Director´s Cut - Picturing Hollywood
In The 21st Century

    

MOVIE BOOK REVIEW by Willard Manus

Another worthy film book is THE DIRECTOR'S CUT--PICTURING HOLLYWOOD IN THE 21st CENTURY, edited by Stephan Littger (Continuum). Littger interviewed twenty-one top filmmakers on their craft. His focus is mainly American, but such foreign-born arts as Alejandro Gonzalez Inarritu, Wolfgang Petersen and Mira Nair are also included.

"Who are these people, and what do they have in common?" asks Dan Kleinman, Dean of Columbia Film School, in a foreword. "Each one is an active director of Hollywood studio pictures, as distinct from independent films--though most have directed those, too, at the beginning of their careers, and a few still do.
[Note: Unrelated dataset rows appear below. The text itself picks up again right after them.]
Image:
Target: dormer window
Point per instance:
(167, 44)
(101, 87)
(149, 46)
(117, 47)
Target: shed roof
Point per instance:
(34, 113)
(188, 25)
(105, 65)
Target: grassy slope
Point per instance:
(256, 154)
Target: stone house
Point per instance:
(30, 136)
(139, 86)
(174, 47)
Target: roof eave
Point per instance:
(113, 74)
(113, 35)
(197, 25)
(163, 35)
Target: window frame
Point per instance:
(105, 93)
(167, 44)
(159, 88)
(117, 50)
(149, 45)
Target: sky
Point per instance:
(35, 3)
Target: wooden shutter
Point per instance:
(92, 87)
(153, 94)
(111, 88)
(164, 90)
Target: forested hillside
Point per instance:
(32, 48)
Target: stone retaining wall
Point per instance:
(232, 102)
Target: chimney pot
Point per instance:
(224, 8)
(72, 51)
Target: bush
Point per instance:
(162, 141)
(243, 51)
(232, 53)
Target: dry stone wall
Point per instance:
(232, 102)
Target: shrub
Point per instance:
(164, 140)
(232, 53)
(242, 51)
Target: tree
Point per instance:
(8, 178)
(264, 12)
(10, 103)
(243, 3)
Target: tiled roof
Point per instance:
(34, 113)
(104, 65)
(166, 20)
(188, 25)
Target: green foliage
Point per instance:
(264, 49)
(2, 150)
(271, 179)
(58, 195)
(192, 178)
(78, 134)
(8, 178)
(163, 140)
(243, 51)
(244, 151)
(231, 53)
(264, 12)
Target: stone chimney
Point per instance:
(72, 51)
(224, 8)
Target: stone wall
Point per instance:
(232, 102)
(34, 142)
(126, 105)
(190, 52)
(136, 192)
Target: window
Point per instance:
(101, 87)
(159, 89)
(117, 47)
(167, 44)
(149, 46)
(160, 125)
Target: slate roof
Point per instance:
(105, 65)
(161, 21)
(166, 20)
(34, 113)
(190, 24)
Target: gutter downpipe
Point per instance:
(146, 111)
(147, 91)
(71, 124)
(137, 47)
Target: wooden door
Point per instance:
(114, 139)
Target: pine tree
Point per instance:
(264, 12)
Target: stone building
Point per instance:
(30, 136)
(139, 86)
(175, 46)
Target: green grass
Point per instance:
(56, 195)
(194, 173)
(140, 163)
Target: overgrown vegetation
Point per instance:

The whole question of how to tell an independent film from a studio film has become hopelessly complicated, but what matters here is that these directors are successful enough to have made films with large budgets."

The interviews in DIRECTOR'S CUT are aimed at illuminating the process artists go through in making a film. "It can teach us so much about the intricacies of the filmmaker's profession," notes Littger, "the concrete circumstances in which they work today, and the ways they bridge that gap between their own personalities and the structures that they attempt to make their own."
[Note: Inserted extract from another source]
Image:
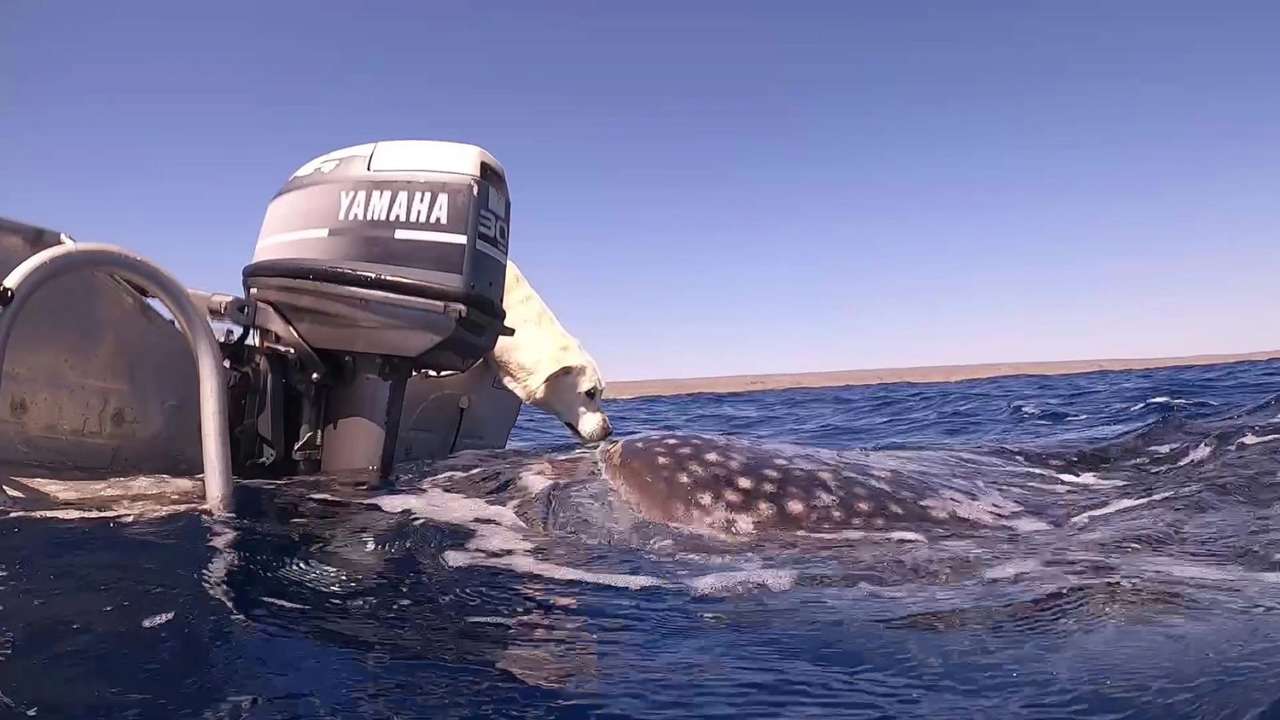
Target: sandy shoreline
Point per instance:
(926, 374)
One can dip just about anywhere into the book and find a choice bit food for thought.

Here, for example, is Sidney Pollack on the essential traits a good director must have: "I think the primary one is patience...Also you have to be fluid inside your own personality in the sense that you have to be all of the characters. You can't take sides. You have to be the man and the woman and the crook and the bad guy and so on to make a really complex film that reflects life in some way; unless you're making a fable or a cartoon. But you need to be able to have the kind of imagination that allows you to be somebody else completely. And that's not always easy."

Later, Chris Seitz (American Pie) answers the question thusly: "There are two words that really bother me when people talk about directors: 'passion' and 'vision.' I think they are both sort of bullshit, because it takes a lot more than passion and vision to make a film. It takes Sitzfleisch--isn't that the German expression?--the ability to show stamina and to just stay on something."